Differential effects of milnacipran and fluvoxamine,
especially in patients with severe depressions and agitated depressions:A case control study
ミルナシプランとフルボキサミンの比較
特に重症うつ病と焦燥感の強いうつ病においての比較研究 

Toshihiko Fukuchi M.D.

*Fukuchi Clinic

In Japan, due to the delay of the introduction of SSRIs, a unique situation has emerged, in which SSRIs and a SNRI (milnacipran) have started to be marketed almost simultaneously. This has given us a special momentum to compare clinical efficacy and profile of effectiveness of SSRI and SNRI directly.

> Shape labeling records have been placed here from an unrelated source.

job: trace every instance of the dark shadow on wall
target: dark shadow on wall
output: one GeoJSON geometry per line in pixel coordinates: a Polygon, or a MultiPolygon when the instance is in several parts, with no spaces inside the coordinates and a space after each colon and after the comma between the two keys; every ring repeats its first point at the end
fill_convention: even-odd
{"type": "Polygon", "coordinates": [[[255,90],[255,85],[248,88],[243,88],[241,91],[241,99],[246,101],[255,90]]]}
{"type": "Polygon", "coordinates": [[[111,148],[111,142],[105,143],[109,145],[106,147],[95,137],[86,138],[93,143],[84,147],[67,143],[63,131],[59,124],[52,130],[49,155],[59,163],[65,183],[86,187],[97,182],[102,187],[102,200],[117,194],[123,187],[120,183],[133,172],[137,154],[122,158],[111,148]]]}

1: Is there any discrepancy of effectiveness between milnacipran and fluvoxamine as a function of severity of depression?

2: Is there any different profile of the efficacy as a function of individual clinical symptoms of depression?

Subjects

All of the study subjects in the milnacipran group were outpatients (n=112) who fulfilled the DSM IV criteria for major depression (American Psychiatric Association, 1994) and had been treated with milnacipran by me from April 1999 to February 2001.

As controls, I chose 112 patients out of 241 who fulfilled the above-mentioned inclusion and exclusion criteria, except for being given fluvoxamine instead of milnacipran and who had been treated with fluvoxamine by me from April 1999 to February 2001. These were matched in age, sex, and depression severity, and were chosen randomly using a computer.

Methods

The main parameters for efficacy was the change in total and individual scores on a 17-item HDRS test between baseline and end-point, and the patients were examined and assessed every 1 or 2 weeks during the observation period.

The observations continued until the HDRS score remained at a plateau for more than 3 successive weeks after initial improvement or decreased to less than 7 points.
Those patients whose total HDRS score decreased by 50% from the baseline were considered as 'responders', while 'remission' was defined as a state in which the total HDRS score was less than 7 points.
Further, we defined patients with a baseline HDRS score of more than 19 points as severe.

Adverse events were obtained by open questioning, and recorded at the initial interview (baseline) and each subsequent visit.

Results

Drop-outs.
There were no statistically significant differences between the two groups.

Efficacy of treatment

Adverse Events.
Incidences of adverse effects commonly noted during treatment with TCAs, such as constipation, dry mouth, vertigo, and somnolence, were remarkably low in both groups.

Summary


・ There were no statistically significant differences or trend of difference between the two groups overall, a statistically significant difference in favor of milnacipran over fluvoxamine was found in moderately or severely depressed patients with an HDRS score greater than 19 points.

・ Analysis of HDRS factors, significant differences between the treatment groups in favor of milnacipran were found for the three 'insomnia' factors as well as the 'agitation' factor.

・ The tolerability profile of milnacipran was not significantly different from that of fluvoxamine in the present study. With both drugs, the incidences of conventional adverse events such as anticholinergic and antihistamine effects were remarkably low.

・ On the other hand, there was a characteristic trend for each drug, urological manifestations occurred at a higher rate in the milnacipran recipients in the current series, whereas upper digestive tract symptoms such as epigastric distress were predominate in the SSRI-treated patients.

SNRIs are preferred to SSRIs for moderately or severely depressed outpatients with HDRS scores greater than 19 points, and especially for those with marked agitation and insomnia.